The Penn State search engine, http://search.psu.edu/, is pretty nifty. It allows us to type in keywords or phrases and presto we find exactly what we're looking for, really quickly! Maybe. Alas, we are disappointed when the search engine returns results that we would never dream of associating with our desired search. So what gives? Is there a way that Penn State Webmasters and server administrators can control how their pages are ranked by the search engine? Likewise, can search engine users better optimize their searches? Yes, there is. Keep reading!
Before we get into tips for searching and getting searched, let's do a rundown of search engine basics. The Advanced Information Technologies (AIT) group of the Center for Academic Computing maintains the Penn State search engine.
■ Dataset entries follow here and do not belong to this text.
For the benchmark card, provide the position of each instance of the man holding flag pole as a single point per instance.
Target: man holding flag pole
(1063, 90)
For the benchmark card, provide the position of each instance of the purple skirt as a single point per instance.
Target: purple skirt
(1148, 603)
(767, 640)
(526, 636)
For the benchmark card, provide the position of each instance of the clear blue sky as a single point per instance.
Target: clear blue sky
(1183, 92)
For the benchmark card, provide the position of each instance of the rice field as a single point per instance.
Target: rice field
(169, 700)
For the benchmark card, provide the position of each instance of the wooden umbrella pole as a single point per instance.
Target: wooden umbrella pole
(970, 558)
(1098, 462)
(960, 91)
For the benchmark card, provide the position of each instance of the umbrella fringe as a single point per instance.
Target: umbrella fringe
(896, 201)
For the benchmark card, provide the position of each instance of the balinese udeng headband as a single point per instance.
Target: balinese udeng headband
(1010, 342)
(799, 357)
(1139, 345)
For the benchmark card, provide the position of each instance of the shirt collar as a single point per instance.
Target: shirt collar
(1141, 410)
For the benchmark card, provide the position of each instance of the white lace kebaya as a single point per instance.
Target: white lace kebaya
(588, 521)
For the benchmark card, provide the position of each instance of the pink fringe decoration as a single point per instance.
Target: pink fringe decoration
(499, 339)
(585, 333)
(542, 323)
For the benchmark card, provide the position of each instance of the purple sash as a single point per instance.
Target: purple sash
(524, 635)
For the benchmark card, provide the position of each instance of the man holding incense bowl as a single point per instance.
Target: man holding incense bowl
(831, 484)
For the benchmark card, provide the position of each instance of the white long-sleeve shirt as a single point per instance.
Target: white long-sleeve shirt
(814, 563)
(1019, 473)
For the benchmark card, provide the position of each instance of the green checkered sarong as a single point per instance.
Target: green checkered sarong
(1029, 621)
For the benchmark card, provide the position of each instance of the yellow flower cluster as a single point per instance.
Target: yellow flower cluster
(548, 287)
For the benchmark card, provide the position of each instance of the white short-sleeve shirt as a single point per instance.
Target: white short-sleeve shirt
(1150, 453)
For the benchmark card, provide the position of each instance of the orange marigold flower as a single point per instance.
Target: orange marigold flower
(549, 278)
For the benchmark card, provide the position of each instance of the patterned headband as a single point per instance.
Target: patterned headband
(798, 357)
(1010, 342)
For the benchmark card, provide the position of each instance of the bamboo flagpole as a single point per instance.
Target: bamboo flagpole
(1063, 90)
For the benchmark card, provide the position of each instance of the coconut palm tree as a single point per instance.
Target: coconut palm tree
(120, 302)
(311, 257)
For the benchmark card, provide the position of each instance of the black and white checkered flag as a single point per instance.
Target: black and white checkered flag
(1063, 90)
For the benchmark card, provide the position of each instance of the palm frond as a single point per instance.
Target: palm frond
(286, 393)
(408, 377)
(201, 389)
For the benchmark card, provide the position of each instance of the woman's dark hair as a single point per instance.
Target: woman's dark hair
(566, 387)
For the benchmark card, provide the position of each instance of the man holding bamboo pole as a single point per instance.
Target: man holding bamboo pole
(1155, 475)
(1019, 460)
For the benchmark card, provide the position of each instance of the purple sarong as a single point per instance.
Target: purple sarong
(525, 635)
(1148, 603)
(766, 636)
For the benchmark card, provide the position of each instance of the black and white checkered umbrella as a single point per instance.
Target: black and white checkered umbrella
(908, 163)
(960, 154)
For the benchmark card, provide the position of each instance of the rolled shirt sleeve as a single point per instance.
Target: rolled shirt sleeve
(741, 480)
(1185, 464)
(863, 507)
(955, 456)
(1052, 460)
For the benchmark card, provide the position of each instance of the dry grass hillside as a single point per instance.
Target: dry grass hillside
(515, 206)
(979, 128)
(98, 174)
It uses Inktomi's Search/Site (formerly UltraSEEK Server) search engine, version 3.1.10 on Sun Microsystems operating system, Solaris 2.5.1. Following the license agreement Penn State holds with Inktomi, we index only .psu.edu sites. The search engine currently indexes over 420,000 documents!
So, what is an indexed site anyway?
By now, you're probably wondering what an indexed site is anyway. The search engine administrator adds servers to the search engine on a per request basis, so an indexed site is a server that the server administrator has included in the search engine index. When a site is added to the list of indexed sites, the search engine spider, a program that scans the Web, looks for a particular file in the root directory of that site. Once the site is added to the index, the site is added overnight. An example of an indexed site is http://cac.psu.edu/. The file name the spider looks for depends on the type of server being indexed. For example, www.psu.edu uses the default index.html. The spider indexes index.html and follows all the links in that file. It is not necessary for all the documents of an indexed site to be added to the search engine index by the search engine administrator. Files that are linked to indexed files will automatically index. If the search engine spider does not find the server-specific default file (index.html/.htm or default.html/.htm in most cases), then it will visit all the sub-directories, looking for the default file in each sub-directory. The indexing process continues in the same manner. The search engine will not follow links from your pages to URLs that are not served by the search engine. For example, the indexed site http://www.aaa.psu.edu/ includes a link to http://www.some.org/. The site, http://www.some.org/, will not be indexed by the search engine.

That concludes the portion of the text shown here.